Le secrétaire d’État américain Antony Blinken a lancé un avertissement au groupe islamiste radical Hayat Tahrir al-Sham (HTS) qui vient de prendre le pouvoir en Syrie. Lors d’un discours devant un important think tank new-yorkais, il a appelé HTS à respecter ses engagements d’adopter une ligne plus modérée s’il veut éviter de subir le même isolement international que les talibans en Afghanistan.
La mise en garde du chef de la diplomatie américaine intervient après que la coalition emmenée par HTS a pris le contrôle du pays le 8 décembre dernier, mettant ainsi un terme à la guerre civile qui ravageait la Syrie depuis 2011. Ce conflit, déclenché par la répression de manifestations prodémocratie, a fait plus d’un demi-million de morts et poussé 6 millions de Syriens à l’exil.
HTS promet une rupture avec le djihadisme
Mourhaf Abou Qasra, le chef militaire de HTS également connu sous le nom de guerre d’Abou Hassan al-Hamwi, a exhorté l’ONU, les États-Unis et les pays européens à retirer son mouvement des listes des organisations terroristes. Issu d’une branche syrienne d’Al-Qaïda, HTS affirme désormais avoir rompu avec l’idéologie djihadiste.
Mais le secrétaire d’État Blinken se montre sceptique. Il a en effet comparé HTS aux talibans afghans qui avaient eux aussi affiché un visage plus modéré à leur arrivée au pouvoir en 2021 avant de révéler leur vrai visage par la suite:
Les talibans sont restés largement isolés dans le monde car ils n’ont pas tenu leurs promesses initiales. Si le groupe HTS veut éviter cet isolement en Syrie, il y a certaines choses qu’il doit faire pour faire avancer le pays.
Les conditions américaines à la reconnaissance de HTS
Selon Antony Blinken, HTS doit notamment:
- Former un gouvernement non sectaire qui protège les minorités
- Poursuivre la lutte contre le groupe État Islamique
- Éliminer les stocks d’armes chimiques persistants
Le secrétaire d’État considère aussi que HTS peut tirer des leçons de la chute de Bachar al-Assad. Pour lui, le refus catégorique de l’ancien dictateur syrien de s’engager dans un processus politique est l’un des éléments qui ont précipité sa perte. HTS doit donc impérativement parvenir à un règlement politique en Syrie.

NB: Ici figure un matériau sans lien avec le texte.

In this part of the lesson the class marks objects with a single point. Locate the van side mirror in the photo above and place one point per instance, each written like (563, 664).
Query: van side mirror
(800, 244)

L’Afghanistan, un contre-exemple pour la Syrie
Antony Blinken a longuement insisté sur le sort des talibans en Afghanistan pour mettre en garde HTS. Après avoir repris le pouvoir en 2021 suite au retrait des troupes américaines, les nouveaux maîtres de Kaboul avaient fait quelques ouvertures vers les pays occidentaux.
Mais très vite, le gouvernement taliban est revenu à une interprétation rigoriste de la loi islamique, multipliant notamment les mesures liberticides à l’encontre des femmes. Résultat: aucun pays n’a reconnu leur régime comme étant légitime, même si la Chine et les Émirats arabes unis ont accepté les lettres de créance de leurs ambassadeurs.
Pour Antony Blinken, le nouveau pouvoir syrien dominé par HTS doit absolument éviter de suivre la même voie que les talibans s’il veut obtenir une reconnaissance internationale et sortir le pays de son isolement. Mais selon certains analystes, le parcours d’ancien groupe djihadiste de HTS rend une telle évolution pour le moins incertaine.
Les prochains mois seront donc cruciaux pour déterminer si la Syrie parviendra à tourner la page d’une décennie de guerre civile et de chaos ou si elle s’enfoncera un peu plus dans les ténèbres. Les mises en garde américaines sont un premier test pour le nouveau régime emmené par HTS. Mais le chemin vers la normalisation s’annonce encore long et semé d’embûches pour ce pays martyr du Moyen-Orient.